This is Charlie Elder’s second book. Following on from his earlier ‘While Flocks Last’ (which I own and now plan to read again) where he went around the UK to find forty birds on the UK red list which means they are in serious decline, the author now gads around the UK looking for 25 rare or hard to find creatures. As well as birds he’s included insects, mammals, amphibians and marine life.
Charlie Elder is undoubtedly very excited by nature and keen to bring to our attention the plight of many of our scarcer creatures; you have to be over a certain level of enthusiasm to spend time sleeping in your car, endure various boat trips to islands to find black rats and to get up at the crack of dawn to go scuba diving in the sea off the south coast of Britain.

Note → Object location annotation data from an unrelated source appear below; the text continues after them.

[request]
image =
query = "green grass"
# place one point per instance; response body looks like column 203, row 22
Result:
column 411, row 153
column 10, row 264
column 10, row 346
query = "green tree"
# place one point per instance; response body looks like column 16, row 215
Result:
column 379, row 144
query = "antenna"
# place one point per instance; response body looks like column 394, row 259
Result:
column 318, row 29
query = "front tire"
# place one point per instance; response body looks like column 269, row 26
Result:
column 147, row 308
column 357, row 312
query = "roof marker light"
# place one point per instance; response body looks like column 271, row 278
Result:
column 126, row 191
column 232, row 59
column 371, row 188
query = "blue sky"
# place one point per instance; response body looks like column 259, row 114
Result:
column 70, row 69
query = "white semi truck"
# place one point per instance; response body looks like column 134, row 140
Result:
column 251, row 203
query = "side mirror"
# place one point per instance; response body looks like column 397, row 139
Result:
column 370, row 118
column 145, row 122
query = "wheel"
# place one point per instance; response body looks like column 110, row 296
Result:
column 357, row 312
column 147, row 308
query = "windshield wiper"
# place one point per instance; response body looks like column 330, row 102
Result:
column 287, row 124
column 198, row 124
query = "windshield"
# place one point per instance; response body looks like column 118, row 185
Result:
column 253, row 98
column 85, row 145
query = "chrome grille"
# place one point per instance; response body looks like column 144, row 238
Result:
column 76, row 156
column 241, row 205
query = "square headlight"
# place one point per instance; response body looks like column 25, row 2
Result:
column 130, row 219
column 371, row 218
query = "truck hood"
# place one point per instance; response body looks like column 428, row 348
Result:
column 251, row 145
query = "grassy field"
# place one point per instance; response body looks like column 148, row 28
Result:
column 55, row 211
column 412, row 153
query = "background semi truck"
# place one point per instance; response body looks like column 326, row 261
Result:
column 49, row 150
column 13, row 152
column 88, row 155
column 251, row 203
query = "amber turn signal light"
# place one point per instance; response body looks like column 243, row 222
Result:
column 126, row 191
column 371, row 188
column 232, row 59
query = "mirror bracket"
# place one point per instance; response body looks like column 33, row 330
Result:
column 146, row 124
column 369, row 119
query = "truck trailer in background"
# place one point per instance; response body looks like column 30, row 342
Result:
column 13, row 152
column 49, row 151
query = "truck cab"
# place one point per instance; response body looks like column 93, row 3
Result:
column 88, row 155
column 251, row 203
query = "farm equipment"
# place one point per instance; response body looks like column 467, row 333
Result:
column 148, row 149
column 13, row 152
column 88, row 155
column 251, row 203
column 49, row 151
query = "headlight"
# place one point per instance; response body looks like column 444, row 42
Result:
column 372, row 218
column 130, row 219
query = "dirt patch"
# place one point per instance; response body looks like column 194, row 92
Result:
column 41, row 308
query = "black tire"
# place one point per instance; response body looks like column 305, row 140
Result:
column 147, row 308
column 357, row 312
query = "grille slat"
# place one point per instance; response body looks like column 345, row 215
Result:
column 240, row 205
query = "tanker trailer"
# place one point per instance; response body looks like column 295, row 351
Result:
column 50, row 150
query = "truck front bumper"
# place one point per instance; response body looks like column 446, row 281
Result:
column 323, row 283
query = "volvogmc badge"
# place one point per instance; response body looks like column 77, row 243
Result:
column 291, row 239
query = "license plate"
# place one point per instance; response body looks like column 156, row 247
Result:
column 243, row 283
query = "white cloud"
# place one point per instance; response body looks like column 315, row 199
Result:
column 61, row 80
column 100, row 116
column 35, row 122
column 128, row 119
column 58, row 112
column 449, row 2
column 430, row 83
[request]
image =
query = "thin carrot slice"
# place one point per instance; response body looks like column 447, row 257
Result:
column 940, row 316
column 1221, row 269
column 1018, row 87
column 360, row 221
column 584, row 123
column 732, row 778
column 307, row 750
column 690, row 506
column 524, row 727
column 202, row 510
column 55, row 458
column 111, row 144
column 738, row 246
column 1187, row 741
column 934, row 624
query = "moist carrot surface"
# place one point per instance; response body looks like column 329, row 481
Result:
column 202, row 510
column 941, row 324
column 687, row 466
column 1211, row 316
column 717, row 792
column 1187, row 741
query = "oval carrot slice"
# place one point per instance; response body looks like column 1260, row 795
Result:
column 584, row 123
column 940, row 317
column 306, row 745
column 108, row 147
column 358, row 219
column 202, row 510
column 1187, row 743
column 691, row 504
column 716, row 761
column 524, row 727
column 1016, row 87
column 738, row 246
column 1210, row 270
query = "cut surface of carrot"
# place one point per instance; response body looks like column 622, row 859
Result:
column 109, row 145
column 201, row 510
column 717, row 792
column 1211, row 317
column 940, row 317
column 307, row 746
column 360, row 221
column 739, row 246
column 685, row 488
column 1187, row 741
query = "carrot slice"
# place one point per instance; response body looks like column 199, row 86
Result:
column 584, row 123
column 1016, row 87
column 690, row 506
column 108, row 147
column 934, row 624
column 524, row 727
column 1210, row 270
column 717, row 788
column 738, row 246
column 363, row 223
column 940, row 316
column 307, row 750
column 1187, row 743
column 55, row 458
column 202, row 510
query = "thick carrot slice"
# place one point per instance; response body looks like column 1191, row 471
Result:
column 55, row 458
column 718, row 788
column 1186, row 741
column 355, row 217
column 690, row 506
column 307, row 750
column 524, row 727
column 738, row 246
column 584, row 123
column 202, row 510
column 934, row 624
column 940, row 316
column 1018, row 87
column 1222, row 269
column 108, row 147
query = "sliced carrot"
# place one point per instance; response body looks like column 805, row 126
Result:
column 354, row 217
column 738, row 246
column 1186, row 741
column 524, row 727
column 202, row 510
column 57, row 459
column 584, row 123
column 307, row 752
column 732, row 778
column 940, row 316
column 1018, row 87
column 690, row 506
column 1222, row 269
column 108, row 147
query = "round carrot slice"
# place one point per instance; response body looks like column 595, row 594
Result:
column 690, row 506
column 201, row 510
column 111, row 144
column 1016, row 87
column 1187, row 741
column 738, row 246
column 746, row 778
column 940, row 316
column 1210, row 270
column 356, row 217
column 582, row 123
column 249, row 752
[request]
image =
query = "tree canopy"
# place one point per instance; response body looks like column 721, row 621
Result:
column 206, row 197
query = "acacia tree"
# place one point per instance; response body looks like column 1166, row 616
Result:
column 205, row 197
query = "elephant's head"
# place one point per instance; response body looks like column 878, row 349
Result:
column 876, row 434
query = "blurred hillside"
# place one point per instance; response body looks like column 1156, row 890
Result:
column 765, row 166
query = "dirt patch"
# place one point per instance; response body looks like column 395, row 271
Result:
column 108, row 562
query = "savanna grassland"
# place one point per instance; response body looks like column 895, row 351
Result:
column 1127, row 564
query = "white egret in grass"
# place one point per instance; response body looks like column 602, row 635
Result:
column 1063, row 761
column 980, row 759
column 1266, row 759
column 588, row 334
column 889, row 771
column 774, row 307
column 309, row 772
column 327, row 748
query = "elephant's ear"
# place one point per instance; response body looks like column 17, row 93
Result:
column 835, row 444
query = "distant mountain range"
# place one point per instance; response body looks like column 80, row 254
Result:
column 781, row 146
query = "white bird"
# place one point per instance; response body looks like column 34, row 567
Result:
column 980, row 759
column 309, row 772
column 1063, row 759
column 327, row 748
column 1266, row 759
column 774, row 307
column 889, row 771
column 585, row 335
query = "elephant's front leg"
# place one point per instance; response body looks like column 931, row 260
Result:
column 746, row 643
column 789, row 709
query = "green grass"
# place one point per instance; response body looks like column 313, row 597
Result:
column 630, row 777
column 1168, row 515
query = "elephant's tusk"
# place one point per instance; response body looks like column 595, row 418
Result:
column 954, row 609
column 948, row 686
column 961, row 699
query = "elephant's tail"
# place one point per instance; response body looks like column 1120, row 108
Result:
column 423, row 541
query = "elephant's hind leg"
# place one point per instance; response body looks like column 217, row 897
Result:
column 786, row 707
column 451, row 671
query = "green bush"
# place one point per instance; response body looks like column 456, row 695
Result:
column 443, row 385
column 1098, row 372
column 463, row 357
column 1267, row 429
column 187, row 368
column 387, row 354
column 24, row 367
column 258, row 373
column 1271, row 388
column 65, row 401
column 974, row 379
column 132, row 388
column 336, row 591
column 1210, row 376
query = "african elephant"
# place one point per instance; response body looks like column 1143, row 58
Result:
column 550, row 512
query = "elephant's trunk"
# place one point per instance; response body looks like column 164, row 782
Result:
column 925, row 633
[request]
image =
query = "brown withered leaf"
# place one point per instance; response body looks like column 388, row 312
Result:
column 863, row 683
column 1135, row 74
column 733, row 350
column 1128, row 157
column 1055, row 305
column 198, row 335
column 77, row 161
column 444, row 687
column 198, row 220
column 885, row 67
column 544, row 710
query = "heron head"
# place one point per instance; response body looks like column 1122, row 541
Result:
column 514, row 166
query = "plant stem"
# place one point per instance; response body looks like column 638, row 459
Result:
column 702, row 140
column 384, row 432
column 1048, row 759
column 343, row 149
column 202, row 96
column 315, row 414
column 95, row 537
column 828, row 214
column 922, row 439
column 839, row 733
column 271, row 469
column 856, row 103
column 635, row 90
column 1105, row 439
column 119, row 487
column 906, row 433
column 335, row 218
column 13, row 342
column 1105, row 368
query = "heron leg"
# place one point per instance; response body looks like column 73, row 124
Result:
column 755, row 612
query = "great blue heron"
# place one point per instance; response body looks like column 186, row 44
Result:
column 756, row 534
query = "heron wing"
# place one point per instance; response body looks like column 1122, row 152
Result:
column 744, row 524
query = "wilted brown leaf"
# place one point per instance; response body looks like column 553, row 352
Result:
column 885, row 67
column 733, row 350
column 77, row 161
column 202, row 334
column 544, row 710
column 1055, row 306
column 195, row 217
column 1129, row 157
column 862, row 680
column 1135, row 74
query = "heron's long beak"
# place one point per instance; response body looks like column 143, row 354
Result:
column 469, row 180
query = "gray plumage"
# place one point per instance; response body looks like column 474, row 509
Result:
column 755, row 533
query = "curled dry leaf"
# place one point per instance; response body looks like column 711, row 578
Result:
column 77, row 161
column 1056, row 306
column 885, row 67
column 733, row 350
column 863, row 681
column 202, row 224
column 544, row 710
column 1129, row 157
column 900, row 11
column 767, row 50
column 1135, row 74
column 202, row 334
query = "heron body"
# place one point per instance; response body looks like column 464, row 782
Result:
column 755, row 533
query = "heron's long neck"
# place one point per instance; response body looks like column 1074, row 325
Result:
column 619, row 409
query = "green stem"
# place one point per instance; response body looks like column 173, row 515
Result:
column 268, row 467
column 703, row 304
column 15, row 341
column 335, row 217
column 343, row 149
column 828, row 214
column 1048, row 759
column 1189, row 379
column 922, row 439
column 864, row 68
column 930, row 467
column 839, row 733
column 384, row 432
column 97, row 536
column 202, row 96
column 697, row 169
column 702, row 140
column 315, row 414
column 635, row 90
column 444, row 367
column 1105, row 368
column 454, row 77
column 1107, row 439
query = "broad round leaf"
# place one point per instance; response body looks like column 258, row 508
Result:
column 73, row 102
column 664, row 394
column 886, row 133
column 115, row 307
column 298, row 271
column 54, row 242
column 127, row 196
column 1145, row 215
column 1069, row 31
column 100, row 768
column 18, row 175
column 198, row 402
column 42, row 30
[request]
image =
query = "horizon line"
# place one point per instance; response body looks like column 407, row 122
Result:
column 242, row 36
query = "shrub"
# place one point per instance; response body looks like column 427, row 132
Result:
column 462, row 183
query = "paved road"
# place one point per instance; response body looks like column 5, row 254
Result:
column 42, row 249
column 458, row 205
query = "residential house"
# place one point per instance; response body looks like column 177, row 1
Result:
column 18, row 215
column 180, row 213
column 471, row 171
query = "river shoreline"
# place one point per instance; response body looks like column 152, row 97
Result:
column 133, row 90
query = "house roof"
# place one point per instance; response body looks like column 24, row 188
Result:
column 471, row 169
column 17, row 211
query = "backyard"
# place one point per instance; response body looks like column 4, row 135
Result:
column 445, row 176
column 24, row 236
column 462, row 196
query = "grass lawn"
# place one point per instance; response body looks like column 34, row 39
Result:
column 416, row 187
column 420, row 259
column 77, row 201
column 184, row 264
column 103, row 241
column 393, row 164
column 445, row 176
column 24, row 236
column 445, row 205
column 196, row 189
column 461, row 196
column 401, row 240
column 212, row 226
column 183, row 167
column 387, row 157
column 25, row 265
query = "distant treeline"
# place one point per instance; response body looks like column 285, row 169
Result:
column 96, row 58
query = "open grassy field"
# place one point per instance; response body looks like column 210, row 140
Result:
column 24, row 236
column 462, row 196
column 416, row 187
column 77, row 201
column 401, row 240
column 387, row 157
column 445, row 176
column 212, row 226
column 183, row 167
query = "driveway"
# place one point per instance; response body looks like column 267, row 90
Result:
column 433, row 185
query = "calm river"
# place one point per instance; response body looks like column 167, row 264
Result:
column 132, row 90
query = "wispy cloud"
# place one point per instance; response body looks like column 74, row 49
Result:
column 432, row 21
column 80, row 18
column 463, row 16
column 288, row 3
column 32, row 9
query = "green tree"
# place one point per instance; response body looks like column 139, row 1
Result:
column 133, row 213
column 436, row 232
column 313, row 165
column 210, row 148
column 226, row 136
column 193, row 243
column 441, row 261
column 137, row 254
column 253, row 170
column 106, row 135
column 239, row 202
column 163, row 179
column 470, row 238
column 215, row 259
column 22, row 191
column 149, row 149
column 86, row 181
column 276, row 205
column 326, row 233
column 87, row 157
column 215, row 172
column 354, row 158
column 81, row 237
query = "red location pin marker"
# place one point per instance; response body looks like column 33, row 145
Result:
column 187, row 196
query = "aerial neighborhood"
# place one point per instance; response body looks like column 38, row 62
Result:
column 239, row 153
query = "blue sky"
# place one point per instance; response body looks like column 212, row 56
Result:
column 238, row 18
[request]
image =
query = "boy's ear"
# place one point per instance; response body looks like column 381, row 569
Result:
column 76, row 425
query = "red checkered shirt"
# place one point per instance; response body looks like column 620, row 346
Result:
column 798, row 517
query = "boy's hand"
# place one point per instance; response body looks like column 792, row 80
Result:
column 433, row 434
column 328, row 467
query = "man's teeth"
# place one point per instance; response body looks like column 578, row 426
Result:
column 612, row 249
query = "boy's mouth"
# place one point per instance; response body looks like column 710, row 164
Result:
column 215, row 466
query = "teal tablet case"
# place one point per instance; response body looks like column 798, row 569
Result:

The scarce creatures chosen to feature in the book, whilst they do deserve to have that descriptor, are, as the author points out, entirely random. And, this is the problem for me. The narrative just doesn’t seem to flow in the same way that other, similar books such as Patrick Barkham’s excellent Butterfly Isles or the authors aforementioned While Flocks Last. His enthusiasm just didn’t come out of the page and grab me, it didn’t make me want to find out if he spotted all of the 25 beasties on his list. Whilst there were some interesting bits of information about the animals in question, it almost felt like a book about the hardships the author endured to go and see them – which of course he decided were all worth it in the end.
Maybe it is just that there are other and better nature books, or maybe the whole seeing a number of things in a year is a bit jaded, or perhaps it is just the sheer amount of travelling that the author did just to see these creatures that didn’t work for me. (Good job all that nature was ripped up so he had some nice roads to travel about the country on to see these rare and threatened species.)
If I was to rate the book, I would sit on the fence and give it three stars out of five – not bad, but it did seem as though the author was trying to think of subject matter for another book rather than already having a list of creatures he wanted to see before it was too late.